Realistic Throughput Ranges

Based on typical deployments:

These ranges depend heavily on event size, network latency to Kafka, and broker hardware. A 1KB average event size will yield lower throughput than 200-byte events at the same configuration.

How RisingWave Handles Backpressure

RisingWave's CDC ingestion uses internal backpressure propagation — no Kafka producer to tune. When a downstream operator (aggregation, join) cannot keep up with ingestion rate, backpressure flows upstream through the streaming dataflow graph and automatically throttles the CDC reader.

-- Check current ingestion throughput in RisingWave
SELECT source_name, throughput_bytes, throughput_rows
FROM rw_source_stats;

The tradeoff: RisingWave's backpressure means the CDC reader slows down when the database is under load. The upstream database's replication slot accumulates more unread WAL. For databases with aggressive WAL retention policies, monitor slot lag:

-- On the PostgreSQL source
SELECT slot_name,
       pg_size_pretty(pg_wal_lsn_diff(pg_current_wal_lsn(), restart_lsn)) AS slot_lag
FROM pg_replication_slots
WHERE slot_name = 'risingwave_slot';

Tuning Checklist

For Debezium:

• [ ] max.batch.size ≥ 8192 for high-write tables
• [ ] snapshot.fetch.size ≥ 10240 for large initial snapshots
• [ ] producer.override.linger.ms=20 and batch.size=131072 for throughput
• [ ] compression.type=lz4 enabled
• [ ] max.queue.size = 2x max.batch.size
• [ ] Monitor record-queue-time-avg and request-latency-avg via JMX

For RisingWave:

• [ ] Monitor rw_source_stats for ingestion throughput
• [ ] Monitor PostgreSQL replication slot lag during backpressure events
• [ ] Set checkpoint_frequency based on your recovery time tolerance

FAQ

What is the maximum throughput Debezium can achieve in practice? In benchmarks with tuned producers and co-located Kafka, Debezium has demonstrated 200,000+ events/sec for small events. For real-world production with network hops and mixed event sizes, 50,000-100,000 events/sec per connector is a more realistic ceiling before you need to shard across multiple connectors.

Does increasing max.batch.size increase latency? Slightly. Debezium accumulates up to max.batch.size events before flushing. In practice, high-write tables hit the batch size before any timeout, so observed latency does not increase. For low-write tables, the poll.interval.ms is the latency floor regardless of batch size.

Should I use Avro or JSON for high-throughput CDC? Avro is more compact and faster to deserialize at the consumer. For throughput-constrained pipelines, Avro with a schema registry is preferable. JSON with schemas.enable=false is simpler operationally but roughly 3-5x larger per message. At 50,000 events/sec, this difference in payload size materially affects Kafka disk and network costs.

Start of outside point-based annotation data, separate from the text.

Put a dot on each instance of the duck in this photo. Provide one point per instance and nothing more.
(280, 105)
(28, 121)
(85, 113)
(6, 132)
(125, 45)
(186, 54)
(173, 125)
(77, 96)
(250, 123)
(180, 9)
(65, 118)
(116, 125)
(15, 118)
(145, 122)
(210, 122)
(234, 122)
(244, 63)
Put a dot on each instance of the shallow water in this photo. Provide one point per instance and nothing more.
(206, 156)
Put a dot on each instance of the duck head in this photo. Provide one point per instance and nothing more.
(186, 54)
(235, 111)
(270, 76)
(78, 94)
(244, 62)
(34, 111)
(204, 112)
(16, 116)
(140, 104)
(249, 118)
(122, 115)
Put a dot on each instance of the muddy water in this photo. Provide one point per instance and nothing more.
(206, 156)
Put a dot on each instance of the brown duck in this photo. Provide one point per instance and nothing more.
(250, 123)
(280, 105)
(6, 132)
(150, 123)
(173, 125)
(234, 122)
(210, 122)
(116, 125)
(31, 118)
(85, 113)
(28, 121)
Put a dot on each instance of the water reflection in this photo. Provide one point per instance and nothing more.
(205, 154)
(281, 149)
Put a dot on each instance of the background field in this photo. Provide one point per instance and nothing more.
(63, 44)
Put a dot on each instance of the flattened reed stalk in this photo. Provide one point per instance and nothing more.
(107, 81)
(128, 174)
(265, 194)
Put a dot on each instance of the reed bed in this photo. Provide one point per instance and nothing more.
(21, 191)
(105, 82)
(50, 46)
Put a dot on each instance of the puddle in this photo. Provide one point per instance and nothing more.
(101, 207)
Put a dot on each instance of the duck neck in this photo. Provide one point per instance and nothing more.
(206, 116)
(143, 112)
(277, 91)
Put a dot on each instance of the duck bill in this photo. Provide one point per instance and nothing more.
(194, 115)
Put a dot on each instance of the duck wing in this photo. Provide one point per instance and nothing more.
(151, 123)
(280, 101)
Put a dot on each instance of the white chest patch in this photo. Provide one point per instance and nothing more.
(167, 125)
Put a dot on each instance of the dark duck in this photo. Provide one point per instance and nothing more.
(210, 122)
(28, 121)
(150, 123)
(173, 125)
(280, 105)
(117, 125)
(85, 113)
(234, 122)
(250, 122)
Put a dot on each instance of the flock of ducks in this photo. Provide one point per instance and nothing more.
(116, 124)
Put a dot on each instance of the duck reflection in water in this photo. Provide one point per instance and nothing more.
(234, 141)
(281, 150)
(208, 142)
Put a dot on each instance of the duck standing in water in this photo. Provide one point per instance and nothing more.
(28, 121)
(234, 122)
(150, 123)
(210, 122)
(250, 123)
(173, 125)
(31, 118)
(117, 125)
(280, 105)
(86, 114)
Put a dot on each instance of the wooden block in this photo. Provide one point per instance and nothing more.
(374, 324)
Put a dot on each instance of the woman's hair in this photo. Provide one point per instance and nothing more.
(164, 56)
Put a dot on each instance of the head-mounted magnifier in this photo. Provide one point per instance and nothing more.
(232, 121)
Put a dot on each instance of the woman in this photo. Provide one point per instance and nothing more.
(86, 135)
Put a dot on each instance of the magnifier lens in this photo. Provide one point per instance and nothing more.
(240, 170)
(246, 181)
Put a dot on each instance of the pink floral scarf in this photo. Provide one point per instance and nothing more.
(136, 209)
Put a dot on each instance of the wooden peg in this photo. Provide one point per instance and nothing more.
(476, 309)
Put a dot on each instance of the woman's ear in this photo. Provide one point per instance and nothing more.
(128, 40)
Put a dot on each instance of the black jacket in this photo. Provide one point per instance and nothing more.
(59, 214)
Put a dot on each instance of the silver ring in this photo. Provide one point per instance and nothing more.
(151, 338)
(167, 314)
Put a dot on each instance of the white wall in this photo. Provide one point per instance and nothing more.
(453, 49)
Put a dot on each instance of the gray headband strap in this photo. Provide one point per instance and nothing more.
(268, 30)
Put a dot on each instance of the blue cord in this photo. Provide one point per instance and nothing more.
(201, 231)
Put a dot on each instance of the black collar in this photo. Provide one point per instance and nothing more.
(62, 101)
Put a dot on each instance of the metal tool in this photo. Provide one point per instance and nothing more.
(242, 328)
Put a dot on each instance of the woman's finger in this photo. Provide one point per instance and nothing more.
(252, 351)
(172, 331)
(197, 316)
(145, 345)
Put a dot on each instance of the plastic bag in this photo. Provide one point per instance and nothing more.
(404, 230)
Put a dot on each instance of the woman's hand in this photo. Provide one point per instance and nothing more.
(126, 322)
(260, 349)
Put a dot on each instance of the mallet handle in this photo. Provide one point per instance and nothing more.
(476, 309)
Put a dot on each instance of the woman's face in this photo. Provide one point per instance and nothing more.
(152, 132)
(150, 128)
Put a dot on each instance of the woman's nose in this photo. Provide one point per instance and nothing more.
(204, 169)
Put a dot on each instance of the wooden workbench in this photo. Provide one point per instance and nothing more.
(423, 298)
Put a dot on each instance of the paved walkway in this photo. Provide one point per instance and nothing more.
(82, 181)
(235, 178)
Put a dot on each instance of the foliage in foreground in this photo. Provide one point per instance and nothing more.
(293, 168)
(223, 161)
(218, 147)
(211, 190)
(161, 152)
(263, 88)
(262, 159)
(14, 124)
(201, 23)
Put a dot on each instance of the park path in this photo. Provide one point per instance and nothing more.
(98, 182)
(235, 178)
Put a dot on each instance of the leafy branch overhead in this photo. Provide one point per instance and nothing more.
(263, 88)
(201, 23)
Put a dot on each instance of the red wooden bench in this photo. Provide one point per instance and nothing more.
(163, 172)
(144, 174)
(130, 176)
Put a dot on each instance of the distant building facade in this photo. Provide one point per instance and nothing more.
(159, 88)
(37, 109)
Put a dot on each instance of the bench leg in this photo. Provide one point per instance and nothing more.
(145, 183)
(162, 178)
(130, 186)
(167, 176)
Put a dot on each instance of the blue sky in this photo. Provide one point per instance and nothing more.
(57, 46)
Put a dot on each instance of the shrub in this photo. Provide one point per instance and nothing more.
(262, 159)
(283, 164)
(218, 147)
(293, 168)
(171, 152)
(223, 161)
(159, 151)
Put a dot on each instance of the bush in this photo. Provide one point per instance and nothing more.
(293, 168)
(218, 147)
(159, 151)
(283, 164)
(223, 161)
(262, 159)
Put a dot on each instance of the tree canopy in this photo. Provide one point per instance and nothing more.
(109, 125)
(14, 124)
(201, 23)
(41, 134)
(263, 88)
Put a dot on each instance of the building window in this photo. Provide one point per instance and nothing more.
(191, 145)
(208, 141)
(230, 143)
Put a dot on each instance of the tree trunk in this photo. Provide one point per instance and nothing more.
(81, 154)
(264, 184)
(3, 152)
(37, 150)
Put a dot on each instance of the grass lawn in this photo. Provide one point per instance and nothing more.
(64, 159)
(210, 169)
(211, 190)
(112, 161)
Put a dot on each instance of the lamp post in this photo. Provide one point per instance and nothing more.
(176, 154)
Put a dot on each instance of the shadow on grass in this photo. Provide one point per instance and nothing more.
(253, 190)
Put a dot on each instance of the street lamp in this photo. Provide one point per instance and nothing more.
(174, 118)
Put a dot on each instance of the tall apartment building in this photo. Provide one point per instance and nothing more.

What is Debezium's memory footprint during large snapshots? The in-memory queue (max.queue.size × average event size) dominates. At 16384 queue depth × 1KB per event = 16MB. The JDBC fetch buffer adds another snapshot.fetch.size × row width. For a table with wide rows (10KB+), a large snapshot.fetch.size can cause significant heap pressure. Monitor GC behavior during snapshots.

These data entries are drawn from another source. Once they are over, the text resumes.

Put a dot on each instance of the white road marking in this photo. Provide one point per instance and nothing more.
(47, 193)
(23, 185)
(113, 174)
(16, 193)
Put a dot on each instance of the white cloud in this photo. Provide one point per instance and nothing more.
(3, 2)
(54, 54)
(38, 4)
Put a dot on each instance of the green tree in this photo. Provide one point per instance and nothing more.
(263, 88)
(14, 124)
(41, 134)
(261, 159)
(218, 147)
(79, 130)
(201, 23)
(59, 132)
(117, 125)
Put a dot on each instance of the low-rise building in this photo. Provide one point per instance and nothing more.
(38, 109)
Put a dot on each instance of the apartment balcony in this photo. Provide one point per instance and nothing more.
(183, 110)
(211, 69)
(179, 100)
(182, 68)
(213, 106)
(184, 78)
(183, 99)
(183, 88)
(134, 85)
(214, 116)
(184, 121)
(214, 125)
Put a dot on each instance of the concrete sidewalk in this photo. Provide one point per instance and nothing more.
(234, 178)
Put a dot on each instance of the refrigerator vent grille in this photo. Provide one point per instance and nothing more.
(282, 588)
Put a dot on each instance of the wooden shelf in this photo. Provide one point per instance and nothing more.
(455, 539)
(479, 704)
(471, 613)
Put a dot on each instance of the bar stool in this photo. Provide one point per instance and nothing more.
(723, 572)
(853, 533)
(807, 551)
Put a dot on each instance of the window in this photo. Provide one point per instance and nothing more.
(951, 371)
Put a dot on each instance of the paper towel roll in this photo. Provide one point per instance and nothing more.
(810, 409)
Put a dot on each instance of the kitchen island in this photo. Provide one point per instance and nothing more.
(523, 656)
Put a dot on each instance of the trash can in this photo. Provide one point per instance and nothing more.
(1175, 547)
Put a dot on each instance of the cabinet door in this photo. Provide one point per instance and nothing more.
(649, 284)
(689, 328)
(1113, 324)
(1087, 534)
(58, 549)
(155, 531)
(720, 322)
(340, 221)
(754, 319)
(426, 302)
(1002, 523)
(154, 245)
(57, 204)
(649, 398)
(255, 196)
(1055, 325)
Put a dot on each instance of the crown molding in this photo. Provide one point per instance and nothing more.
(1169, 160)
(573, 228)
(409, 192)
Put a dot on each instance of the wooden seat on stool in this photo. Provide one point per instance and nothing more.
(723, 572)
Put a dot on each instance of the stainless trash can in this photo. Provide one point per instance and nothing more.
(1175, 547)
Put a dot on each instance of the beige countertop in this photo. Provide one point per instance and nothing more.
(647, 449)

Can I throttle Debezium to reduce load on the source database? Not directly with a rate limiter. You can increase poll.interval.ms to reduce WAL read frequency, or use snapshot.delay.ms to delay the initial snapshot. For ongoing streaming, the WAL is read as fast as events are produced — Debezium does not idle-poll the database for streaming, so the load is minimal after the snapshot.